Yeah, 4 always. At this point, after this semester, I’m also accepting “I forgot to hit submit” as a valid reason.
Right? This semester especially, I'd take late work for any reason or no reason.
I took late work from one (the same) student twice last semester, but the reason was "I was so busy". The third time I gave them a zero. This was a 20-point weekly quiz which they had three full days to complete, including a weekend, and the excuse was that they had waited until the last minute and then run out of time. Also, the lowest grade got automatically dropped for everyone. If someone had been ill I would have been much more sympathetic! (The college also has a whole process for that so that I need not adjudicate it.) As it was...
Yeah, that does seem different.
I do mostly take late work, but idk that I would if a student *continually* turned in late work, with the excuse that they were too busy to do their work for my class.
My mother likes to say "after three weeks it's not a crisis, it's a way of life."
Oh, I forgot to say, they also sent me a pitiful (and also manipulative) email about how they HOPED I would be FLEXIBLE AND UNDERSTANDING in this uniquely difficult semester and I was like "I was? Which is why you do not have three zeros?"
"....it's not a crisis, it's a way of life."
Exactly.
Three or four semesters ago, B.C., I had a student come to my office hours. They had only attended one class in the entire first month of class, had turned in no work at all, and they said they were hoping I would understand. They were working two jobs, they were a single parent with three children -- and all of these children played multiple sports or were involved in acting or marching band -- and they also were very active in their church. They just did not have time to come to class.
I had all the sympathy in the world, mind you, but no, I was not passing a student who didn't have time to do the work.
For homework assignments, I'm actually pretty harsh. I can't make more work for my TAs with late assignments AND the students get the solutions to the problem set a week after they turn it in. My general flexibility is: if the TA hasn't started grading it yet, you can get it to them if there's been an emergency, but otherwise this will count as one of your TWO dropped problem sets for the semester. But each individual problem set isn't worth much (as a whole they're worth a lot) and the two dropped set policy is pretty generous. It would be less generous if I were willing to deal with smaller emergencies. Papers and exams etc. are more responsive to emergencies because it's only my scheduling that's being upset and I don't have to hold up an entire class from getting solutions. (Students taking the exam late just do a randomly chosen previous year's exam so I don't have to make unique exams for emergency people.)
That's more or less my policy with missed quizzes -- if they see me about the problem beforehand, I can give them the quiz in my office.
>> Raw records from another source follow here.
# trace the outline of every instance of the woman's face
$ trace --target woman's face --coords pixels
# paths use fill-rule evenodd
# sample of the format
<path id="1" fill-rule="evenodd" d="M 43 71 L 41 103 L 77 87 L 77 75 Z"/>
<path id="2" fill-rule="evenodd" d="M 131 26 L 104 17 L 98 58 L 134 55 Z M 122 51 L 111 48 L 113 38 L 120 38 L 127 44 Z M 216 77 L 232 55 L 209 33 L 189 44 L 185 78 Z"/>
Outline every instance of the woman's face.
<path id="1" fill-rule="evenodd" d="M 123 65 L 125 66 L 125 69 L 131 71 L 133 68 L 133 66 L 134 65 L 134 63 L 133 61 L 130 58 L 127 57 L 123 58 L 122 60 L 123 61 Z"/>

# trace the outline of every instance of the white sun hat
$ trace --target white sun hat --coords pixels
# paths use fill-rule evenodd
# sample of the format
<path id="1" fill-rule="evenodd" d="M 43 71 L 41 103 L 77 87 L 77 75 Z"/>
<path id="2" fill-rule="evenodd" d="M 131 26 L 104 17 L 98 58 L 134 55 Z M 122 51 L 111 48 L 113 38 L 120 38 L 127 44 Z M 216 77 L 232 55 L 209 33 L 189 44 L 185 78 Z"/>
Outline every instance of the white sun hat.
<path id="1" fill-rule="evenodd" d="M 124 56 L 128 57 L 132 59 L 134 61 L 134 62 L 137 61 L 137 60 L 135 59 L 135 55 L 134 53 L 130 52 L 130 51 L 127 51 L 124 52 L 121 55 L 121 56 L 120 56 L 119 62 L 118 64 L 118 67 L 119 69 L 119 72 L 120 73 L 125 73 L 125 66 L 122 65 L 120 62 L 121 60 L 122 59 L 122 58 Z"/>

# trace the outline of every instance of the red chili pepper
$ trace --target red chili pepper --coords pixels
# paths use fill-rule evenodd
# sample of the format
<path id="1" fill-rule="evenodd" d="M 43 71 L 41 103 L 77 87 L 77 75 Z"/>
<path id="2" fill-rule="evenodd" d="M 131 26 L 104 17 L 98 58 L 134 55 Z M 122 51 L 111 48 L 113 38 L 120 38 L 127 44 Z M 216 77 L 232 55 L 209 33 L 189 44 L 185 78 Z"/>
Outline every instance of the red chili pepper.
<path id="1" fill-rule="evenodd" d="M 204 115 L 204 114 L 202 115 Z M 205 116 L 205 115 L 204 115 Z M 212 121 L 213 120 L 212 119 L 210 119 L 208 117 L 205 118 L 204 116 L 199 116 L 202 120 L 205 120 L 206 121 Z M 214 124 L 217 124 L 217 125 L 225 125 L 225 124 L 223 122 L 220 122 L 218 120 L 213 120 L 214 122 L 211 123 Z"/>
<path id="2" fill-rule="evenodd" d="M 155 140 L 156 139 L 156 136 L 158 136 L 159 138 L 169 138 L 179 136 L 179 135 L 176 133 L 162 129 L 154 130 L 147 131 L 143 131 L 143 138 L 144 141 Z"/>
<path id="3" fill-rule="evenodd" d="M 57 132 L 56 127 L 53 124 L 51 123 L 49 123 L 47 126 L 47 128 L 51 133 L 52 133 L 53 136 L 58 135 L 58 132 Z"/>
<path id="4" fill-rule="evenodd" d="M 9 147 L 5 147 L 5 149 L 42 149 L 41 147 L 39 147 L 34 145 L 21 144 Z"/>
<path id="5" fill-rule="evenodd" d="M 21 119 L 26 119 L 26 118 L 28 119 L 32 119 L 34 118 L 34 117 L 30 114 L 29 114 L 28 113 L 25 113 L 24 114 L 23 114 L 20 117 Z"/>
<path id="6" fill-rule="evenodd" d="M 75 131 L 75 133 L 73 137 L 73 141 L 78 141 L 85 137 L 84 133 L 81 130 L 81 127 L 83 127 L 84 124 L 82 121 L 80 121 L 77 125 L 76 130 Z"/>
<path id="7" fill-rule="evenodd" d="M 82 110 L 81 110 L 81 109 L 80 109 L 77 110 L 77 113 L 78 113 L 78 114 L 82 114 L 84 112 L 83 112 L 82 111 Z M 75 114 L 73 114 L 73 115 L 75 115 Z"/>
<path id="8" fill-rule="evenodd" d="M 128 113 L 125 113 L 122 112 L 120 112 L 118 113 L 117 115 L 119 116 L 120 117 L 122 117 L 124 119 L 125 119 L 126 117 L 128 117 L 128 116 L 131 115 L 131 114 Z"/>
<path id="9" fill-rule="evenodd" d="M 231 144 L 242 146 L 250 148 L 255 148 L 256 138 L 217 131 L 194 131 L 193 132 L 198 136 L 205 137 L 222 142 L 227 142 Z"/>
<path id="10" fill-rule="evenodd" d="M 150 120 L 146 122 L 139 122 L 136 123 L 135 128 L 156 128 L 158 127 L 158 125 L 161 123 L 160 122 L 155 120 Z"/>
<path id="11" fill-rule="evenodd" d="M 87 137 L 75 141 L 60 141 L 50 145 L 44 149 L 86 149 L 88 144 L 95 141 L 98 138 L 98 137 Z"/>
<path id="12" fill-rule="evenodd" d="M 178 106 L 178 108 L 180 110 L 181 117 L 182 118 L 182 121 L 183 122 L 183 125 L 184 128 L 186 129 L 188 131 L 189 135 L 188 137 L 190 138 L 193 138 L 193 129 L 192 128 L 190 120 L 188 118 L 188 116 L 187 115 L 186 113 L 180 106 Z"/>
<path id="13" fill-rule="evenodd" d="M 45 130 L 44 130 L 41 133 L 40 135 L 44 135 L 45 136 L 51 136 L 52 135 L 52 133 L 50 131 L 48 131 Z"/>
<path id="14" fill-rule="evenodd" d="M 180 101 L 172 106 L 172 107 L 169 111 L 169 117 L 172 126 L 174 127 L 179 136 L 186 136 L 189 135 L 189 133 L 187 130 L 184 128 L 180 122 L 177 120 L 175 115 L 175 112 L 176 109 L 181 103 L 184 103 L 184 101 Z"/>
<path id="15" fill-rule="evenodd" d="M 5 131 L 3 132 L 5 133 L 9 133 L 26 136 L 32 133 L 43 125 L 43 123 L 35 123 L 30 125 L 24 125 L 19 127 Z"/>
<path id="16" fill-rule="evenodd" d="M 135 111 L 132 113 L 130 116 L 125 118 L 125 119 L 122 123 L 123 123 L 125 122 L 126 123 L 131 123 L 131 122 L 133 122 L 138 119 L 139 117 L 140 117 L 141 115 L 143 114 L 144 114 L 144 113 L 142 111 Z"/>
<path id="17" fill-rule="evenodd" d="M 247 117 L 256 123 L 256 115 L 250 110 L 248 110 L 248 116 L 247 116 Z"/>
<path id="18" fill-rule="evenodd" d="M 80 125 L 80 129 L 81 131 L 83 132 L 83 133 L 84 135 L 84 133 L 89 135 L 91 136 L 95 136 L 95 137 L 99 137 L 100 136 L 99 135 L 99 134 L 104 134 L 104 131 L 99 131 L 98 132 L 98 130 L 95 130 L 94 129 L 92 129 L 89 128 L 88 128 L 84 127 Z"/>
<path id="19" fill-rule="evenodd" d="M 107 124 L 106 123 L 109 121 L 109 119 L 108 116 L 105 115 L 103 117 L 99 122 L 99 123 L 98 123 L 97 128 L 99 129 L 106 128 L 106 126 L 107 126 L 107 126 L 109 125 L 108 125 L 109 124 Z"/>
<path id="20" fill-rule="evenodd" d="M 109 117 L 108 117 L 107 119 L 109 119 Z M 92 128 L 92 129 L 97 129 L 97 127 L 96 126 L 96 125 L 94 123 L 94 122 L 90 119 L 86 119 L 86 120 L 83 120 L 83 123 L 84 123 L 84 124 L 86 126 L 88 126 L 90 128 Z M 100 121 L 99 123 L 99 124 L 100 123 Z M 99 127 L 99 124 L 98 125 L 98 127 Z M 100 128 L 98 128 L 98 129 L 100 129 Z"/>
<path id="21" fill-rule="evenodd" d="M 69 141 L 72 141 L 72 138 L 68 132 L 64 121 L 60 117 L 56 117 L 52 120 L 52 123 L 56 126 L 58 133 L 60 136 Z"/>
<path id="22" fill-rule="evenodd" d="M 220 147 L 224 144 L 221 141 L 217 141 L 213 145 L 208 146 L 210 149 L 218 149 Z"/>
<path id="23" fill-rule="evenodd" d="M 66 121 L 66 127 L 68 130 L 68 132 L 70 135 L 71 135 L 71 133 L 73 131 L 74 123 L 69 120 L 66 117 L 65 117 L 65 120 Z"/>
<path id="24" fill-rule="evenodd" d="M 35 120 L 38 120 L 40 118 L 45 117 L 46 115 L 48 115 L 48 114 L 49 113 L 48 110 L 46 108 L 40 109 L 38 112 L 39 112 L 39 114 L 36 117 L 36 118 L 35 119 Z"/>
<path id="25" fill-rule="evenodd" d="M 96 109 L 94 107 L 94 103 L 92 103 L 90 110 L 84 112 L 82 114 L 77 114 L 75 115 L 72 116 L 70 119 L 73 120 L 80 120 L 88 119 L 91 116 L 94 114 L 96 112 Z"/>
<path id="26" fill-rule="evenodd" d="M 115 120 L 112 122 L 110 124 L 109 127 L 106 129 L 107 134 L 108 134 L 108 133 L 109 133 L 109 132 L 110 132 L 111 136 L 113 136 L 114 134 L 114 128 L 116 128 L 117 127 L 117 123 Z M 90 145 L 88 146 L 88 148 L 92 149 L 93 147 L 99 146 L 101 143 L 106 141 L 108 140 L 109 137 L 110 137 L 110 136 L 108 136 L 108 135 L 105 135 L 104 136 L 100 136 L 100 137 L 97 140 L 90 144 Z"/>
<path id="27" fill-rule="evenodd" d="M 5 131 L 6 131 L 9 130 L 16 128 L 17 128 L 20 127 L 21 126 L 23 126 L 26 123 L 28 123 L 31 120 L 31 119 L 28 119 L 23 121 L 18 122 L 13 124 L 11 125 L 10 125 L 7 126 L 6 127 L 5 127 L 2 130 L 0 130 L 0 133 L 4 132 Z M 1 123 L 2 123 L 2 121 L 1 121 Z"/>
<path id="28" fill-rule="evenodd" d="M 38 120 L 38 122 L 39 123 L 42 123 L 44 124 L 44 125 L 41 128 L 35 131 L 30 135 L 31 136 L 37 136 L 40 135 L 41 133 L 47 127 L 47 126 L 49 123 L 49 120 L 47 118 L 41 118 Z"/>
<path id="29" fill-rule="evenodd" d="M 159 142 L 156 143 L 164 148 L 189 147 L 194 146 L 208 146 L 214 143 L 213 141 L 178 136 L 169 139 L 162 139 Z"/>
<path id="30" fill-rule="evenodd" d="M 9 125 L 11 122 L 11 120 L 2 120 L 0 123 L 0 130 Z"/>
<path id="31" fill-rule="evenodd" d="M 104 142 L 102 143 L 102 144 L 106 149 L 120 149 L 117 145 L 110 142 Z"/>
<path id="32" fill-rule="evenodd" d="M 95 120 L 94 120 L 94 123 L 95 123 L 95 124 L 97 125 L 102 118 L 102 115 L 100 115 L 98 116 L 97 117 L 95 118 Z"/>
Otherwise, it counts as one of the three dropped quiz grades for the semester.
And the quizzes are such a small part of the grade, individually, that missing a few doesn't hurt them much, overall.
Loss of a parent is in a different category from the rest and requires more leeway. As a professor I fell into the "trust but verify" group. Lastly, the extension cannot be infinite no matter what the specifics: there's an external deadline for delivering the grades, and other people (students, TAs, etc) involved.
Right, the end of the semester is the hard deadline. Though our university does have the option of giving Incompletes, we're only supposed to use those for students who run into trouble in the last weeks of class.